TABLE 1 test Condition estimated run Length
Initial value of |
80% | 100% | 0 |
Duration of working condition test | About 28min | About 38min | About 60min |
3. Discharge pause time
According to the dynamic internal resistance test working condition, the cycle test is respectively composed of constant current discharge and standing, the intermittent time is the same, five intermittent times of 5s, 10s, 20s, 30s and 1min are respectively selected in the designed health life test, and the intermittent times are unified at the moment. Theoretically, the more experimental data, the more obvious and reliable curve characteristics are obtained, the more rapid current switching is considered, the workload of the test system is increased, the SOC interval size (delta SOC =1%) is increased, and 10 s-20 s of intermittent time is selected to be more in line with the actual situation, so that the 10s of discharging intermittent time is selected to design the performance test working condition of the lithium battery.
By combining the above description and the selection of related parameters, a designed performance test condition suitable for the gradient utilization of the lithium battery can be obtained, the constant current charging process in the test is omitted, the test waveform is shown in fig. 3, fig. 3(a) is a test condition current waveform diagram, and fig. 3(b) is an actual measurement lithium battery voltage waveform diagram.
The designed lithium battery performance test current working condition can be simplified into a wave form diagram as shown in fig. 4, the identified internal resistance value is calculated at the end moment of each constant current discharging falling edge, and three discharging falling edge moments are taken as an example to explaina sAt t, ink-n、tk、tk+nThe internal resistance values of the online identification are recorded at three momentsR k-n o, 、R ko, 、R k+no,And discharge capacityD k-nod, 、D kod, 、 D k+nod,(ii) a The relevant parameters to be calculated at each moment are shown in fig. 4, since each time during the testThe constant current discharge time and the standing time are the same, so that the DOD variation (namely delta D) of the lithium battery after each discharge is finishedod) The delta can also be determined from the relationship between DOD and SOC, while remaining unchangedS ocIs kept constant (i.e. Δ)S oc=ΔDod)。

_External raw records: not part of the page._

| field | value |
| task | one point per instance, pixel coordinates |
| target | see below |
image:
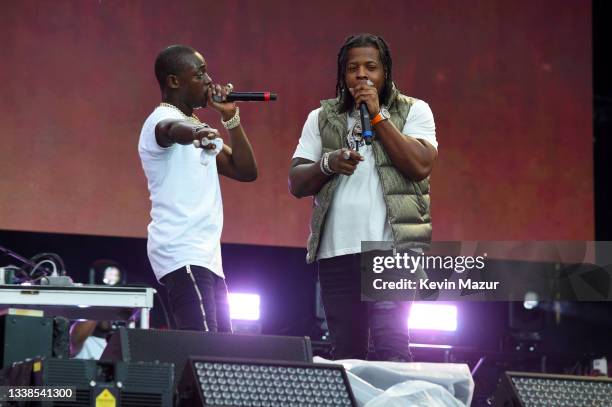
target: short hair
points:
(356, 41)
(171, 61)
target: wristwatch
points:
(382, 115)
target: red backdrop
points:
(509, 84)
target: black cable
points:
(166, 317)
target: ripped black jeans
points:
(354, 324)
(198, 299)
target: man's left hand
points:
(367, 94)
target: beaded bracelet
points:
(324, 165)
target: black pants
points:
(353, 324)
(198, 299)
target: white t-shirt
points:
(358, 212)
(186, 207)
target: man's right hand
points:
(344, 161)
(206, 132)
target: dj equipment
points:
(23, 337)
(518, 389)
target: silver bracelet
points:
(324, 165)
(233, 122)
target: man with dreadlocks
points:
(377, 192)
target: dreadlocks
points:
(357, 41)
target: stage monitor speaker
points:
(177, 346)
(24, 337)
(97, 383)
(519, 389)
(216, 382)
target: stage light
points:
(220, 382)
(531, 300)
(434, 317)
(244, 306)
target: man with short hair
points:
(186, 208)
(377, 192)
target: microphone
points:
(247, 97)
(366, 126)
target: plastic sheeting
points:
(393, 384)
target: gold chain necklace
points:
(193, 117)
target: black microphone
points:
(247, 97)
(366, 126)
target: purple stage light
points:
(244, 306)
(433, 317)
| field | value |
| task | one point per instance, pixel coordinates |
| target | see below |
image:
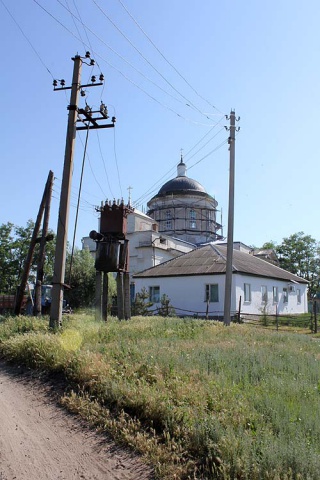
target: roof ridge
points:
(214, 247)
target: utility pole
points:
(85, 116)
(228, 280)
(63, 219)
(37, 308)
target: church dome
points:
(182, 183)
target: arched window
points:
(192, 217)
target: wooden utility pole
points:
(90, 120)
(33, 241)
(63, 219)
(228, 279)
(37, 308)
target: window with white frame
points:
(192, 216)
(264, 294)
(211, 293)
(298, 295)
(168, 220)
(154, 294)
(247, 292)
(275, 294)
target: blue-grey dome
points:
(181, 184)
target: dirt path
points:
(40, 441)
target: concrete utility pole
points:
(63, 220)
(228, 280)
(33, 241)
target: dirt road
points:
(40, 441)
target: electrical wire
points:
(116, 159)
(120, 72)
(27, 39)
(210, 153)
(78, 202)
(189, 103)
(104, 164)
(165, 58)
(93, 174)
(202, 138)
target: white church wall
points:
(187, 294)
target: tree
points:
(141, 304)
(81, 279)
(300, 254)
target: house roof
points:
(211, 260)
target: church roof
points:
(181, 184)
(211, 259)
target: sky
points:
(173, 71)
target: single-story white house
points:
(195, 282)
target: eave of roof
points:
(211, 260)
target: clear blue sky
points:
(259, 58)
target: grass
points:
(196, 399)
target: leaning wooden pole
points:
(42, 252)
(28, 261)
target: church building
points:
(183, 209)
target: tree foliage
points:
(142, 303)
(82, 280)
(14, 246)
(300, 254)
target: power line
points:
(115, 68)
(189, 103)
(131, 65)
(104, 165)
(210, 153)
(165, 58)
(26, 38)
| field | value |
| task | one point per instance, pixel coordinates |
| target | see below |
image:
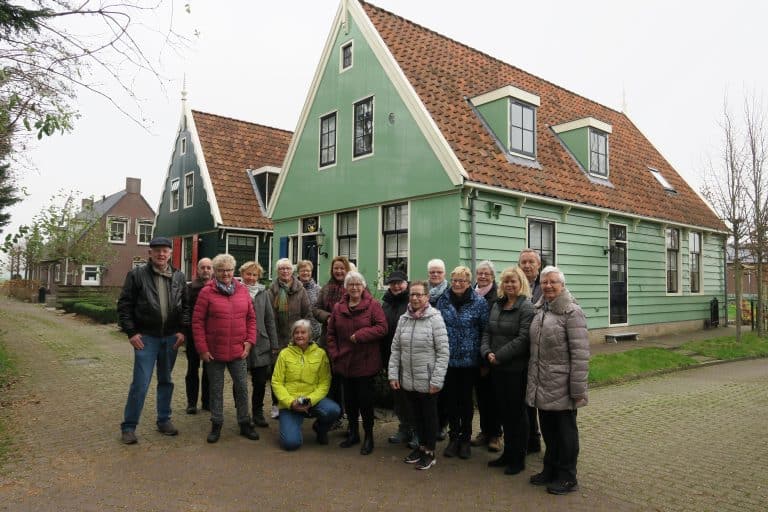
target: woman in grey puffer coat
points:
(417, 365)
(557, 379)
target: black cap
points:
(396, 276)
(161, 241)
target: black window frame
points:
(522, 128)
(396, 233)
(536, 239)
(326, 136)
(363, 128)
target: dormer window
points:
(598, 153)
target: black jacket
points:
(138, 307)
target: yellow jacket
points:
(301, 373)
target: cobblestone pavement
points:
(693, 440)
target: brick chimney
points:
(133, 185)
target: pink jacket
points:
(222, 323)
(369, 325)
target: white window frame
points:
(91, 282)
(141, 223)
(174, 195)
(349, 44)
(117, 220)
(189, 192)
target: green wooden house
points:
(217, 190)
(413, 146)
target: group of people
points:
(519, 346)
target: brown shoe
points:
(495, 444)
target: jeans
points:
(326, 411)
(157, 349)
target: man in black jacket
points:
(151, 310)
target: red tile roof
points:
(446, 73)
(230, 148)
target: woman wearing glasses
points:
(224, 327)
(465, 314)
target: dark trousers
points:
(259, 377)
(359, 395)
(192, 378)
(487, 406)
(423, 412)
(459, 383)
(561, 435)
(510, 395)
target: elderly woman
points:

Therefore, the first derivative of the internal resistance-SOC quadratic curve is calculated as deltaR ko,/ΔS ocThe second derivative of the quadratic curve is calculated as (Delta)R ko,-ΔR k-no,)/ΔS oc 2According to which it can be calculateda sHealth characteristic data. FIG. 5 is a view showing the structure shown in FIG. 4t k+n Time of daya sAnd if the actually measured data has large fluctuation of model parameters or external interference, finally, an averaging method is adopted to ensure the reliability of the calculation result.
The data fusion technology is an information processing process which is carried out by utilizing a computer to automatically analyze, optimize and synthesize a plurality of observation information obtained according to time sequence under a certain criterion to complete needed decision and estimation tasks. The technology is provided for a multi-sensor or multi-observation information system, and aims to transform data information to achieve information assimilation and make reasoning when the data information is incomplete, uncoordinated or inaccurate, reduce system uncertainty, improve system fault tolerance and ensure system reliability, so that system state estimation performance is enhanced. In addition, the accuracy of the prediction result is limited to a certain extent by a single model prediction method, and a complex characteristic model is constructed by combining a plurality of models by a multi-model fusion method so as to meet the requirement of the state estimation performance of a complex system.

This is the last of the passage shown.